IRAP non dovuta per il professionista che emette parcelle elevate per i colleghi domiciliatari

La Redazione
18 Gennaio 2019

La Corte di Cassazione è tornata sul tema dell'IRAP con l'ordinanza del 15 gennaio 2019, n. 719, affermando che l'avvocato che si appresta a pagare parcelle elevate ai suoi colleghi, semplici domiciliatari, non è tenuto al versamento dell'imposta.

La Corte di Cassazione è tornata sul tema dell'IRAP con l'ordinanza del 15 gennaio 2019, n. 719, affermando che l'avvocato che si appresta a pagare parcelle elevate ai suoi colleghi, semplici domiciliatari, non è tenuto al versamento dell'imposta.

Diverso sarebbe il caso in cui il professionista paga parcelle ai colleghi per prestazioni lavorative.

Nel caso in esame, un avvocato chiedeva il rimborso dell'IRAP versata tra il 2003 e il 2006. A suo dire, l'attività era svolta con pochi messi e strutture lavorative limitate. Secondo l'Ufficio, invece, ricorreva il presupposto dell'autonoma organizzazione. Il giudizio della Sezione Tributaria è stato favorevole al contribuente, osservando che l'entità dei compensi percepiti (e, cioè, l'ammontare del reddito conseguito) è irrilevante ai fini della ricorrenza del presupposto dell'autonoma organizzazione. D'altro canto, però, le spese consistenti possono derivare da costi strettamente afferenti all'aspetto personale e rappresentare, pertanto, un mero elemento passivo dell'attività professionale.

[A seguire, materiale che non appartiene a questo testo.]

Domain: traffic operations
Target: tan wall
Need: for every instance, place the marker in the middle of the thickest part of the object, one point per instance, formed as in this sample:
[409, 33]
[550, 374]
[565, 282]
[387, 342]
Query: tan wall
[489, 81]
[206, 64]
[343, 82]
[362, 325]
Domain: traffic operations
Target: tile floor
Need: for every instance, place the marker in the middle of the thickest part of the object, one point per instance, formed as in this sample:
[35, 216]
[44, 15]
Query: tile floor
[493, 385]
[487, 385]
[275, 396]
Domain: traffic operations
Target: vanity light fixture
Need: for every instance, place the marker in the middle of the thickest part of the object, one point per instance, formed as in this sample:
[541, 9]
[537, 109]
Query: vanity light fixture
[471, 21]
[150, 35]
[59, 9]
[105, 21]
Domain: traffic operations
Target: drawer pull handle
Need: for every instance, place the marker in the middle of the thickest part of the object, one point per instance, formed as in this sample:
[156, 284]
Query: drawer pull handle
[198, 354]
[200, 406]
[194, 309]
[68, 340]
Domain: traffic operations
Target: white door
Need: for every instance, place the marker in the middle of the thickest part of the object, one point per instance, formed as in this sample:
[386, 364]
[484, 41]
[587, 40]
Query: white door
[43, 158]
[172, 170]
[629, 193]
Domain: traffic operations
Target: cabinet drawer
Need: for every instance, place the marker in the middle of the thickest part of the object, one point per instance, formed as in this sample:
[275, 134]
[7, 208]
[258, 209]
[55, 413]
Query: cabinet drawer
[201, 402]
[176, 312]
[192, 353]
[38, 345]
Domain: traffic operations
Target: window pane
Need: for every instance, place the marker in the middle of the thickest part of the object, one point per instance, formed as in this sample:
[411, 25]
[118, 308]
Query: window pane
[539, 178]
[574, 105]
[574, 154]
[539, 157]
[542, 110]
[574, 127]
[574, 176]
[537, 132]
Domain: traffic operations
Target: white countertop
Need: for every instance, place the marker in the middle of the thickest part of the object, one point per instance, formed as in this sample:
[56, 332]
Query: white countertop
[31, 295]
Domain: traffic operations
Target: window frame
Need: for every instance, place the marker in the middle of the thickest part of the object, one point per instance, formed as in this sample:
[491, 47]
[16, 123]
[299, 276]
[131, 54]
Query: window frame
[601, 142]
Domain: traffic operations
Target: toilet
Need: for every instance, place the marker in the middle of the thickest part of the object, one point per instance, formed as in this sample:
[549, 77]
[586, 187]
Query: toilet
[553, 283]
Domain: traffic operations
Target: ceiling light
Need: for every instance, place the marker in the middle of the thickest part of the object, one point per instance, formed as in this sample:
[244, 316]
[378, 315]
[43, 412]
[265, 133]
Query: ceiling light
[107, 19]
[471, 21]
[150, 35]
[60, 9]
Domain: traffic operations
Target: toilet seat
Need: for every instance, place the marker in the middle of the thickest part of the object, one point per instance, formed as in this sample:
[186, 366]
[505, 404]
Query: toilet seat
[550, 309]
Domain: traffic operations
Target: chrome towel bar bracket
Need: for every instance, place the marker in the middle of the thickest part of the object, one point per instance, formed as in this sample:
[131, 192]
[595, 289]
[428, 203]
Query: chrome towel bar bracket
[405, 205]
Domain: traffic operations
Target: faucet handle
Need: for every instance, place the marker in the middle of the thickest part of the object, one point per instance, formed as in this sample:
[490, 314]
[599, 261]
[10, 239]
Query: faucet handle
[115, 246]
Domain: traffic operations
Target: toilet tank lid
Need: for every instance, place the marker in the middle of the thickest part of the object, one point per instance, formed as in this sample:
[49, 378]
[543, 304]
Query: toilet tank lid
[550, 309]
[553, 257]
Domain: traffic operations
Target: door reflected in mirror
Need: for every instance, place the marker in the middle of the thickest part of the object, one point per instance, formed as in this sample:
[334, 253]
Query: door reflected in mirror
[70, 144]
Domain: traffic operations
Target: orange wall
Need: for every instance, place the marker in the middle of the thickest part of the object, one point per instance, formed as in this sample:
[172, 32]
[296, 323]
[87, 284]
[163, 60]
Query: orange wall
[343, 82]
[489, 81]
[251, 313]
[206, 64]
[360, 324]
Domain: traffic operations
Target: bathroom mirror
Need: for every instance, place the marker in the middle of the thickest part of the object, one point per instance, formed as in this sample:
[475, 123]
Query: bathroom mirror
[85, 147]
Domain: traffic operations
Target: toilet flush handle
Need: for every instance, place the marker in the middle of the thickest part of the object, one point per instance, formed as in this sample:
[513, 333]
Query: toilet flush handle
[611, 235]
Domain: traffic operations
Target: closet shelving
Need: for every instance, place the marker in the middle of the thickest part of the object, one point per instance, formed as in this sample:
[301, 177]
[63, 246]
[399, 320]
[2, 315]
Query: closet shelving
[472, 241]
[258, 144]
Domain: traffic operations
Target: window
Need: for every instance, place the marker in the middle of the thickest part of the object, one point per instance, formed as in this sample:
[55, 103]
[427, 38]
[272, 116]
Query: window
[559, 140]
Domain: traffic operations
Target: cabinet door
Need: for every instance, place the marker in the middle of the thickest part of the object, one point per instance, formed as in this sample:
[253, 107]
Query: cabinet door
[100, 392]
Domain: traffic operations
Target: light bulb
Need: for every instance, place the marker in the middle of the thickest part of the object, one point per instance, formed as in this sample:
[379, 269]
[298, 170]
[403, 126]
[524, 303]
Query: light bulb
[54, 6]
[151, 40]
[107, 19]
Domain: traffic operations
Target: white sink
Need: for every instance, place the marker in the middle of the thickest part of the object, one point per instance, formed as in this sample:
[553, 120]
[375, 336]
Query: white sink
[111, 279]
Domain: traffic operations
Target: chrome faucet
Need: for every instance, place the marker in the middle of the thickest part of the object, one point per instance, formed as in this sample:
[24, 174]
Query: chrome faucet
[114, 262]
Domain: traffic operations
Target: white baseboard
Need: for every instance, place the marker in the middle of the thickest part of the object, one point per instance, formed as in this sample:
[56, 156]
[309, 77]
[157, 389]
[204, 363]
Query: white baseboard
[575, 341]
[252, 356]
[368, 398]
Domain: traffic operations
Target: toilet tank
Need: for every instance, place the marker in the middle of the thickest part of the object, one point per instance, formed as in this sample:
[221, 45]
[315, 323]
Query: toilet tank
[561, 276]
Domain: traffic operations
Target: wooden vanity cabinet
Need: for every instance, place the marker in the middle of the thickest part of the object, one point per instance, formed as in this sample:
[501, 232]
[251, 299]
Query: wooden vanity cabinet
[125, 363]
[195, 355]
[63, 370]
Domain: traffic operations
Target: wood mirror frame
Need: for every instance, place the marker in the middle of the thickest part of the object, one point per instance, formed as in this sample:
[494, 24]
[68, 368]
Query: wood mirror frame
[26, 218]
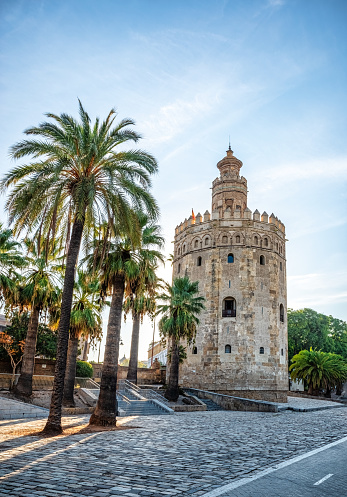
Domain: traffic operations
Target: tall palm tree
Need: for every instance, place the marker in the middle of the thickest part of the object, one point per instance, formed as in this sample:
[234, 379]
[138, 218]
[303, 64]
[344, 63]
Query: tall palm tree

Inoltre, gli elementi valorizzati dalla CTR erano neutri o addirittura di per sé irrilevanti e generici, tanto da rendere la fondatezza della motivazione della sentenza del tutto apparente. Il giudice di appello aveva anche omesso di valutare degli elementi che avrebbero potuto incidere sulla decisione finale; tutti elementi che hanno indotto i Supremi Giudici di piazza Cavour ad accogliere il ricorso del professionista.